There can be no difference of opinion as far as his title of Iconoclast goes.
Let us try and understand the reasons for his Iconoclasm based on Kalhanas description.This is what Aurel Stein writes in “Harsha’s temple de-spoliation”
Ref Introduction Chap 5,sec 5,page 113,Volume 1 of Aurel Stein’s translation.

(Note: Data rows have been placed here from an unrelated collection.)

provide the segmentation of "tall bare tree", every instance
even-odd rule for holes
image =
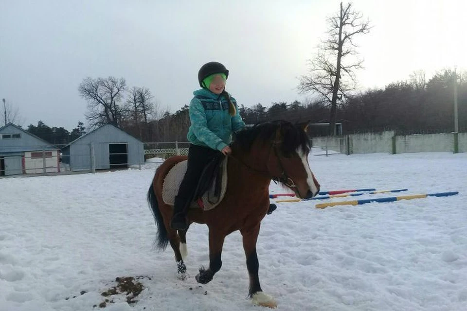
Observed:
[[[362,61],[356,56],[354,38],[367,34],[371,27],[369,21],[364,20],[350,3],[344,6],[341,2],[339,12],[327,21],[327,38],[322,41],[316,57],[309,61],[309,73],[300,77],[298,89],[302,93],[317,93],[323,102],[330,105],[329,134],[335,135],[338,103],[341,104],[355,89],[354,70],[362,68]]]
[[[119,125],[123,116],[123,108],[120,105],[126,83],[123,78],[109,77],[92,79],[89,77],[83,80],[78,91],[88,103],[86,119],[91,127],[111,123]]]
[[[125,127],[131,128],[126,129],[130,130],[134,134],[137,133],[142,139],[143,130],[147,132],[148,121],[154,114],[153,98],[151,91],[147,87],[133,86],[128,92],[124,108],[126,119]]]
[[[141,117],[145,124],[155,113],[155,104],[153,101],[154,97],[151,94],[151,91],[147,87],[143,86],[138,89],[138,98],[140,101],[140,110]]]
[[[13,104],[12,104],[11,102],[5,101],[4,103],[4,107],[2,107],[2,108],[5,109],[4,113],[6,113],[6,115],[7,123],[11,122],[14,124],[18,125],[18,126],[23,126],[23,124],[24,123],[24,118],[23,118],[21,115],[21,113],[19,112],[19,108],[18,107],[14,106]],[[3,121],[3,114],[2,114],[1,117],[2,118],[0,120],[1,120],[2,121]]]

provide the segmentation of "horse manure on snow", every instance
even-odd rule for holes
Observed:
[[[111,287],[101,293],[101,295],[108,298],[100,303],[99,307],[105,308],[107,304],[113,303],[111,296],[122,294],[126,296],[126,302],[129,304],[136,303],[138,302],[138,300],[135,300],[136,297],[144,289],[141,282],[138,280],[145,277],[151,279],[150,277],[147,276],[137,276],[136,278],[133,276],[117,277],[115,278],[115,282],[117,282],[116,286]],[[94,307],[97,307],[97,306],[94,305]]]

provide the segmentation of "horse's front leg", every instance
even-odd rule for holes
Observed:
[[[209,268],[199,269],[199,273],[196,276],[198,283],[206,284],[210,282],[216,272],[220,270],[222,266],[221,257],[225,239],[225,233],[209,228]]]
[[[253,303],[263,307],[276,308],[277,303],[274,299],[264,294],[259,284],[259,263],[256,253],[256,241],[259,233],[260,223],[252,227],[243,228],[240,232],[243,238],[243,249],[247,257],[247,269],[250,276],[250,291],[249,295]]]

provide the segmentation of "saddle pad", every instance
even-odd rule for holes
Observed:
[[[179,188],[180,188],[181,180],[185,176],[187,163],[187,160],[177,163],[170,169],[165,176],[162,188],[162,198],[166,204],[173,206],[175,196],[179,192]],[[227,188],[227,157],[222,161],[220,165],[220,169],[222,173],[220,193],[219,196],[216,196],[215,195],[216,180],[217,179],[217,177],[216,176],[209,189],[206,191],[201,198],[203,206],[200,207],[197,202],[193,201],[190,205],[190,208],[201,207],[204,210],[209,210],[216,207],[222,201]]]

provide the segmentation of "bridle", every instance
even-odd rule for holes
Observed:
[[[268,165],[269,163],[269,159],[271,156],[271,152],[272,150],[273,150],[274,155],[275,155],[276,157],[277,158],[279,171],[282,172],[281,175],[279,176],[271,175],[269,171],[260,171],[259,170],[257,170],[254,168],[252,168],[241,160],[232,156],[232,154],[229,155],[229,156],[240,163],[244,166],[246,166],[251,171],[252,171],[255,173],[270,178],[272,180],[274,181],[274,182],[275,182],[276,184],[277,184],[278,182],[280,182],[284,184],[290,188],[296,188],[297,186],[295,185],[295,182],[294,182],[293,179],[292,179],[291,177],[289,177],[288,175],[287,174],[287,173],[286,172],[286,170],[284,167],[284,164],[282,163],[282,160],[281,160],[281,156],[279,154],[279,152],[278,151],[278,146],[280,144],[280,142],[275,141],[273,141],[271,143],[271,145],[269,148],[269,152],[268,153],[268,157],[266,159],[266,167],[267,168]]]

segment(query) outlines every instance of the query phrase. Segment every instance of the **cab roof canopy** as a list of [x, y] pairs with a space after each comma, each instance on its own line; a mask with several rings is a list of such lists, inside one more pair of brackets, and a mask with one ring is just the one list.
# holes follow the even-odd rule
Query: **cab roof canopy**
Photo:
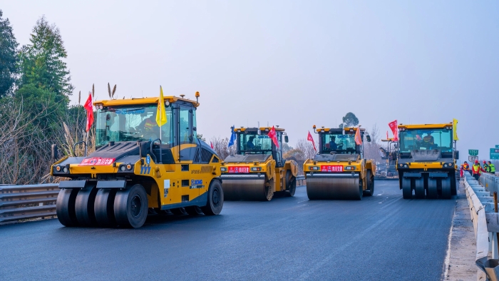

“Extravagant expenditure on the troops and senseless indulgence in costly pleasures involved Harsa in grave financial troubles.From these he endeavoured to free himself by ruthless spoliation of sacred shrines.Kalhana relates with some humour how the incidental discovery of the treasures hoarded at the temple of King Bhima Sahi had turned the king’s attention to this method of replenishing his ex-chequer.After the temple treasuries had been ransacked,Harsa proceeded to the still more revolutionary measure of confiscating divine images in order to possess himself of the valuable metal of which they were made.Kalhana records the strange fact that as a preliminary step the sacred images were systematically defiled through outcast mendicants.As Kalhana is particular to specify the few metal statues of gods throughout Kashmir which escaped Harsha’s clutches,we cannot doubt the extent of Harsha’s iconoclasm.Can the latter have been instigated or encouraged somehow by the steady advance of Muhammadanism in the neighbouring terrorities?Kalahana,when relating these shameful confiscations,gives to Harsha the epithet”Turuska”,ie Muhammadean,and later on makes a reference to Turuska captains being employed in his army and enjoying his favour.”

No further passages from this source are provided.